AI-based face generation. From GANs to diffusion: building a modern generative pipeline

Data Collection & Preprocessing

I began by automatically downloading my own photos from OneDrive through the Microsoft Graph API. I then built a custom preprocessing pipeline that detects faces, crops and aligns them, and applies normalization steps (alignment inspired by ArcFace). The processed images were stored and clustered to clearly separate my own face from other people, resulting in a clean and consistent training dataset.
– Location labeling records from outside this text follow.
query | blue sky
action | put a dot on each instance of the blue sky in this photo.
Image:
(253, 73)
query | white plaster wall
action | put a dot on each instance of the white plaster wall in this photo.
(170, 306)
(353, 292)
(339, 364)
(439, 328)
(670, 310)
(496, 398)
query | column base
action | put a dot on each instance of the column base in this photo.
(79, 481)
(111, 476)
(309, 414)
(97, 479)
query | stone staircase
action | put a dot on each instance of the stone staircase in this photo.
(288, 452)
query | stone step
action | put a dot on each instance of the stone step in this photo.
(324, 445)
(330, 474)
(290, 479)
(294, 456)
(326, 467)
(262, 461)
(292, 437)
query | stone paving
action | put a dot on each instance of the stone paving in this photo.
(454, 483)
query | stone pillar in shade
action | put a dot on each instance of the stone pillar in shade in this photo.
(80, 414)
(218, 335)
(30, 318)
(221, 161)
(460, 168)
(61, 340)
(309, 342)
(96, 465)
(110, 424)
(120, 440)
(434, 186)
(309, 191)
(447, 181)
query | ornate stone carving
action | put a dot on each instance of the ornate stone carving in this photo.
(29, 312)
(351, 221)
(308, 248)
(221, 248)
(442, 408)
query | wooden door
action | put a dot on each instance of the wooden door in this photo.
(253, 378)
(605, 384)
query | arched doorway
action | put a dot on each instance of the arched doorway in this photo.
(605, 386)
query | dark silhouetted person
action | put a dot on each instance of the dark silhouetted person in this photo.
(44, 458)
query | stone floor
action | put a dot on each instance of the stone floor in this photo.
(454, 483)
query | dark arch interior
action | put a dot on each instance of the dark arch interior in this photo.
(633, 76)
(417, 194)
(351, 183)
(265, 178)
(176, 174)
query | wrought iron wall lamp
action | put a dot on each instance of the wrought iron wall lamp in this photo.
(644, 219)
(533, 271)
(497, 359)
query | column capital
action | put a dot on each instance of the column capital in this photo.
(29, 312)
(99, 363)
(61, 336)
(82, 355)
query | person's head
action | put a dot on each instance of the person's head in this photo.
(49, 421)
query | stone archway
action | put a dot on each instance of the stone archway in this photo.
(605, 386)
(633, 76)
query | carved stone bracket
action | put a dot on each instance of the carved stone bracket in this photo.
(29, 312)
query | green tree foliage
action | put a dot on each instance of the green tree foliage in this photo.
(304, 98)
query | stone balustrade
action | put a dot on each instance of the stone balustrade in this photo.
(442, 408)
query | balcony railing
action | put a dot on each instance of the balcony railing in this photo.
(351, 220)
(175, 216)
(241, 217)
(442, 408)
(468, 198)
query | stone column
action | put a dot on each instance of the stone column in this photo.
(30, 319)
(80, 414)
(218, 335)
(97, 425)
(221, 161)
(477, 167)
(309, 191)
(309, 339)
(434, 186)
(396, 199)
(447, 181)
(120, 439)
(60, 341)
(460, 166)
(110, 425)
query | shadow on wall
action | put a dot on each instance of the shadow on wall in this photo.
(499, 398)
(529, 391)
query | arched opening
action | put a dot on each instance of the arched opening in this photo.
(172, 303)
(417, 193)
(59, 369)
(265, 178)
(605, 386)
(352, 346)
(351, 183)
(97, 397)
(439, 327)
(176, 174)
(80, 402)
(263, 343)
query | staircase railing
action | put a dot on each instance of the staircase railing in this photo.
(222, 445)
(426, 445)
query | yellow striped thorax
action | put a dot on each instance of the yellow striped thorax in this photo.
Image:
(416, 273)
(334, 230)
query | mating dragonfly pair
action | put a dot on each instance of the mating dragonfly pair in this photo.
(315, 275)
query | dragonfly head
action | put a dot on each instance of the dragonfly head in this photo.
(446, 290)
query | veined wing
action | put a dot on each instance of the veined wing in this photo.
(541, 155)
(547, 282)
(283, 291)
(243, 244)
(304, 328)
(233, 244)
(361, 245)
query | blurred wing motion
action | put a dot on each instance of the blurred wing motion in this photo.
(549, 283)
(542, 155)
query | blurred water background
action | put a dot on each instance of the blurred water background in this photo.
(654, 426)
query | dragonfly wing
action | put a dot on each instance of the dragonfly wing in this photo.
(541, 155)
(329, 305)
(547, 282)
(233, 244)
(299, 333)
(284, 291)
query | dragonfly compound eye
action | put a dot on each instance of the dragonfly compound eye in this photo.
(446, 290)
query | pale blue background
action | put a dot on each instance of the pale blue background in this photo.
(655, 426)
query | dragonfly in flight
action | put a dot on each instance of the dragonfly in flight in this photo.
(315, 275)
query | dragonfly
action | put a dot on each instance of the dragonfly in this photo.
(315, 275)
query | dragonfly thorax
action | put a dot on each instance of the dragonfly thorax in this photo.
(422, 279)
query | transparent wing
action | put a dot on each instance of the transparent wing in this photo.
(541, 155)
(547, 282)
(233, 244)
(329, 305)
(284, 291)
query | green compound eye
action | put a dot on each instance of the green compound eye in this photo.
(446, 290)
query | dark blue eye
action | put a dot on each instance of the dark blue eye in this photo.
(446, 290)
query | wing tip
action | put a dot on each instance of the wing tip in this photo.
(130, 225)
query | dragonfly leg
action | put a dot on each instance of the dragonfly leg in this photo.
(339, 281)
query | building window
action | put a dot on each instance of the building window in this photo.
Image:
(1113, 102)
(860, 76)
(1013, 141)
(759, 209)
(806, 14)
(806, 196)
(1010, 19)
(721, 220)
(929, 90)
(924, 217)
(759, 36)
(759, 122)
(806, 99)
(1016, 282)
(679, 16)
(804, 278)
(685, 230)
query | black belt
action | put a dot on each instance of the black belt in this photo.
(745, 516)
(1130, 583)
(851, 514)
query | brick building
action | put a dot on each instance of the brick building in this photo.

Initial Experiments with GANs

Using this dataset, I first implemented and trained classical Generative Adversarial Networks (GANs). In this setup, a generator learns to create new face images from a latent vector, while a discriminator tries to distinguish real images from generated ones. This adversarial process gradually improves the realism of the generated faces.

WGAN-GP & Larger Datasets

Since training standard GANs proved to be unstable, I transitioned to a WGAN-GP (Wasserstein GAN with Gradient Penalty). Instead of making a binary real/fake decision, the critic outputs a continuous score indicating how close a generated image is to the distribution of real faces. This provides more informative gradients, especially in early training stages, leading to a more stable and controllable training process. An additional gradient penalty enforces smooth behavior of the critic and prevents extreme gradients. To further improve generalization, I incorporated a large external dataset. Despite several days of training on my MacBook (MPS), the resulting quality remained limited, particularly after adding my own face to the dataset.

Transition to Diffusion & LoRA

Due to the limitations of the GAN-based approaches, I moved to a pretrained diffusion model (Stable Diffusion). Diffusion models generate images by progressively denoising random noise, which leads to more stable training and more detailed, realistic results. To adapt the model specifically to my own face, I applied LoRA (Low-Rank Adaptation), allowing efficient fine-tuning by training only a small set of additional parameters while keeping the base model unchanged.

Deployment & Presentation

I deployed the trained model in a Hugging Face Space to make it accessible via an API from my portfolio. In practice, however, CPU-based inference was too slow, while keeping a GPU running continuously would generate ongoing costs. For this reason, I decided against a live demo and instead integrated a slideshow of pre-generated results directly into the portfolio.